Elizabeth I (7 September 1533 – 24 March 1603) was Queen of England and Queen of Ireland from 17 November 1558 until her death. Sometimes called The Virgin Queen, Gloriana, or Good Queen Bess, Elizabeth was the fifth and last monarch of the Tudor dynasty. The daughter of Henry VIII, she was born a princess, but her mother, Anne Boleyn, was executed three years after her birth, and Elizabeth was declared illegitimate. Her brother, Edward VI, cut her out of the succession. His will, however, was set aside, and in 1558 Elizabeth succeeded her half-sister, the Catholic Mary, during whose reign she had been imprisoned for nearly a year on suspicion of supporting Protestant rebels.
Elizabeth set out to rule by good counsel, and she depended heavily on a group of trusted advisers led by William Cecil, Baron Burghley. One of her first moves as queen was to support the establishment of an English Protestant church, of which she became the Supreme Governor. This Elizabethan Religious Settlement held firm throughout her reign and later evolved into today's Church of England. It was expected that Elizabeth would marry, but despite several petitions from parliament, she never did. The reasons for this choice are unknown, and they have been much debated. As she grew older, Elizabeth became famous for her virginity, and a cult grew up around her which was celebrated in the portraits, pageants and literature of the day.

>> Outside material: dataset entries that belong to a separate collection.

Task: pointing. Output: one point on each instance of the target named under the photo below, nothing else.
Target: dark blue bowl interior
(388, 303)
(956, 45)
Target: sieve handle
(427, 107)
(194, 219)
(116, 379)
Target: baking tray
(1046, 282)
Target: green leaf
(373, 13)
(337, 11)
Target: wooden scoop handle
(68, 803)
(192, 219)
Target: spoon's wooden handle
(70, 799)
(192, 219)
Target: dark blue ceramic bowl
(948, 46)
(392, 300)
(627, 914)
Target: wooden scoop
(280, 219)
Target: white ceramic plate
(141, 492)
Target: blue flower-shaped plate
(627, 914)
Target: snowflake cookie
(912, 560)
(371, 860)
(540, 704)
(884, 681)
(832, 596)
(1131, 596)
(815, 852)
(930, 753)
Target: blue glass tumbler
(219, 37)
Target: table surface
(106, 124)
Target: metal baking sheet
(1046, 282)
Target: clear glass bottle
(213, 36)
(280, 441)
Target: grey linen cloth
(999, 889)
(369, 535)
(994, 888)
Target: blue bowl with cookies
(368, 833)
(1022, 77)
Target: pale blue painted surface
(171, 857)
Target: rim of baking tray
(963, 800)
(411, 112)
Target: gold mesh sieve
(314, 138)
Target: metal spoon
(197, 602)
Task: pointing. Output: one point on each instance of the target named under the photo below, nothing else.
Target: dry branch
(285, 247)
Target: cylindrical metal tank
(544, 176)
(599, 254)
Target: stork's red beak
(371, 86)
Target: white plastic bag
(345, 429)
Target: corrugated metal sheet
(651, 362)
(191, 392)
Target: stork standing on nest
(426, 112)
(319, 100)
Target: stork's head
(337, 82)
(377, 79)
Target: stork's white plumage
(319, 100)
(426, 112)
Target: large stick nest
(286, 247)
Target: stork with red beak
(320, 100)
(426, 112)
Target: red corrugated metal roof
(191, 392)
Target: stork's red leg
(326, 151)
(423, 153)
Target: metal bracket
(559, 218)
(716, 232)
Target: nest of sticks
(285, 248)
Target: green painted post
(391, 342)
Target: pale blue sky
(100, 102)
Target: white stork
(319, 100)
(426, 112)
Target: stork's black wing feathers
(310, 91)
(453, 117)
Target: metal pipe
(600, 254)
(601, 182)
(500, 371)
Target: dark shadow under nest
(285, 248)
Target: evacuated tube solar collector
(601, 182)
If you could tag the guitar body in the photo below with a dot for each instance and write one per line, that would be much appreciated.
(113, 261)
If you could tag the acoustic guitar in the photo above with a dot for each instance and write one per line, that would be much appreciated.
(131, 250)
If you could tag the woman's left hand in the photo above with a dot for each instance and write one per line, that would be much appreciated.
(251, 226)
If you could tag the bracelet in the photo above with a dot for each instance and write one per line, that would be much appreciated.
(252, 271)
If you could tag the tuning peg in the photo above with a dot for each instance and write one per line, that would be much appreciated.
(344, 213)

In government, Elizabeth was more moderate than her father and siblings. One of her mottoes was "video et taceo" ("I see, and say nothing").This strategy, viewed with impatience by her counsellors, often saved her from political and marital misalliances. Though Elizabeth was cautious in foreign affairs and only half-heartedly supported a number of ineffective, poorly resourced military campaigns in the Netherlands, France and Ireland, the defeat of the Spanish armada in 1588 associated her name forever with what is popularly viewed as one of the greatest victories in English history. Within 20 years of her death, she was being celebrated as the ruler of a golden age, an image that retains its hold on the English people. Elizabeth's reign is known as the Elizabethian era, famous above all for the flourishing of English drama, led by playwrights such as William Shakespeare and Christopher Marlowe, and for the seafaring prowess of English adventurers such as Francis Drake, John Hawkins and Walter Raleigh.

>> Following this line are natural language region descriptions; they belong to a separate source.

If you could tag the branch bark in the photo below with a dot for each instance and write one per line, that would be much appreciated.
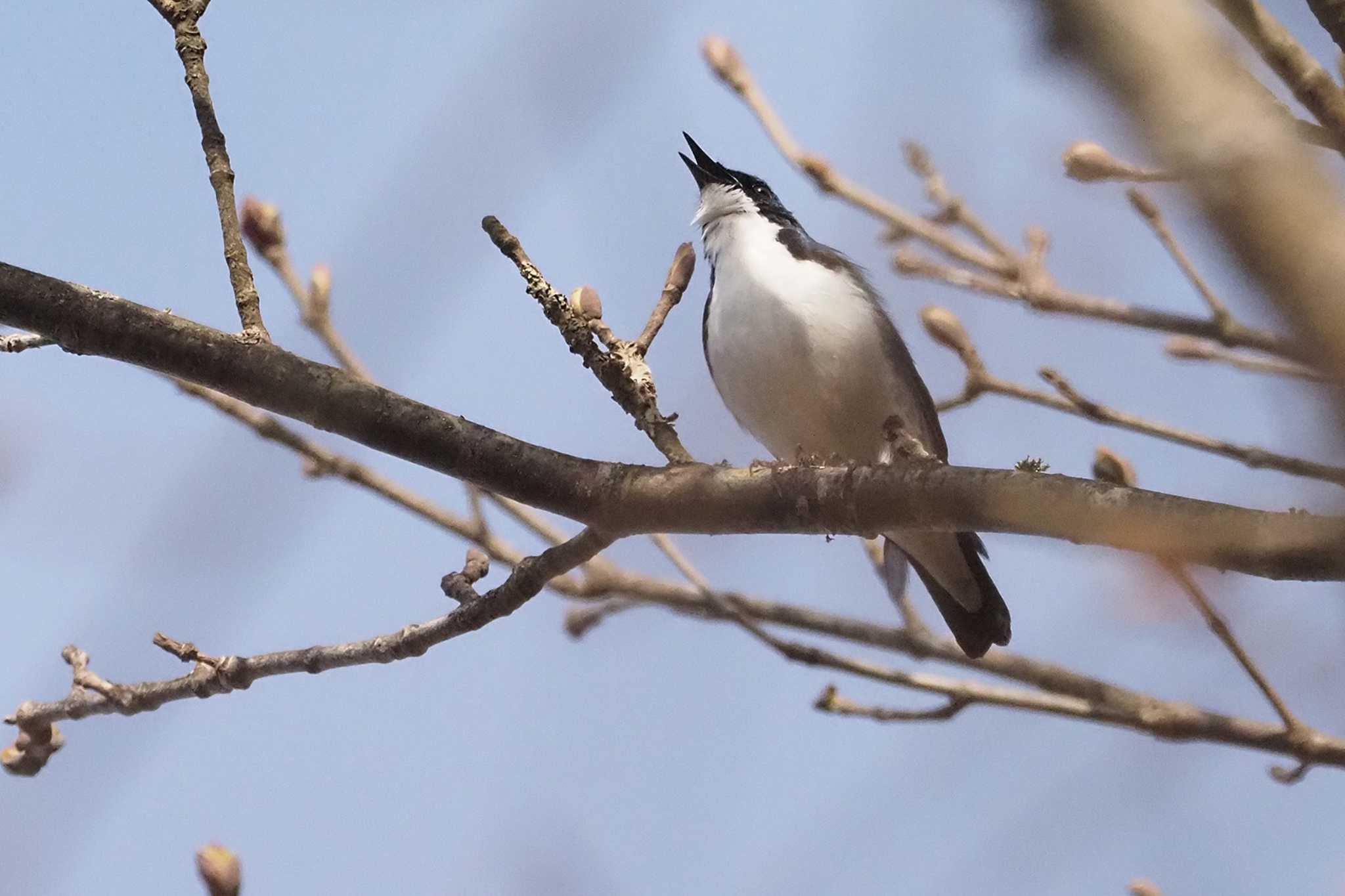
(630, 499)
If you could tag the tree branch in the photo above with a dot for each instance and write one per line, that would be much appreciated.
(628, 499)
(191, 49)
(222, 675)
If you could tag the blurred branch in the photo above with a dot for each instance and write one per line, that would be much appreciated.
(1061, 301)
(183, 16)
(944, 327)
(1207, 117)
(1290, 61)
(1111, 468)
(214, 676)
(1199, 350)
(263, 227)
(628, 500)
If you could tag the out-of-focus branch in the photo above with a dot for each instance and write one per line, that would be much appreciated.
(622, 368)
(1090, 163)
(1310, 83)
(728, 65)
(219, 871)
(944, 328)
(1208, 119)
(214, 676)
(1147, 209)
(185, 16)
(263, 227)
(1113, 468)
(1199, 350)
(1060, 301)
(1331, 15)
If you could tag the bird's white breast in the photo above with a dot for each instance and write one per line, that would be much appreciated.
(795, 349)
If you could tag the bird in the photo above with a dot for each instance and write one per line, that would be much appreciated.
(810, 364)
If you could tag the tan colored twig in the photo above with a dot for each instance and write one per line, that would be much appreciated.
(622, 370)
(15, 343)
(219, 871)
(951, 209)
(185, 16)
(263, 227)
(1310, 83)
(1113, 468)
(1155, 218)
(1060, 301)
(830, 702)
(1090, 163)
(214, 676)
(728, 65)
(944, 327)
(676, 284)
(1199, 350)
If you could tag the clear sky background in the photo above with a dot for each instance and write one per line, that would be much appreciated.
(658, 756)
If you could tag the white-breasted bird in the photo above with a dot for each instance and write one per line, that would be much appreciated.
(810, 364)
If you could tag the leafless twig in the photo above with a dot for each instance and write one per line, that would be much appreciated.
(263, 227)
(944, 327)
(185, 16)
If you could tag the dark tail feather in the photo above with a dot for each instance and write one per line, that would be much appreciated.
(975, 631)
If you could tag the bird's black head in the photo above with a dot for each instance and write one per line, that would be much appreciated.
(726, 191)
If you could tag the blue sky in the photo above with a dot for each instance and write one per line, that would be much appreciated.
(658, 756)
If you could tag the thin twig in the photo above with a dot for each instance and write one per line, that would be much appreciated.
(1061, 301)
(228, 673)
(830, 702)
(263, 227)
(191, 49)
(943, 327)
(621, 370)
(1199, 350)
(676, 284)
(1155, 218)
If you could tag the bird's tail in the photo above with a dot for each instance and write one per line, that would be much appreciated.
(977, 629)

Historians, however, tend to be more cautious in their assessment. They often depict Elizabeth as a short-tempered, sometimes indecisive ruler, who enjoyed more than her share of luck. Towards the end of her reign, a series of economic and military problems weakened her popularity to the point where many of her subjects were relieved at her death. Elizabeth is, however, acknowledged as a charismatic performer and a dogged survivor, in an age when government was ramshackle and limited and when monarchs in neighbouring countries faced internal problems that jeopardised their thrones. Such was the case with Elizabeth's rival, Mary, Queen of Scots, whom she imprisoned in 1568 and eventually had executed in 1587. After the short reigns of Elizabeth's brother and sister, her 44 years on the throne provided valuable stability for the kingdom and helped forge a sense of national identity.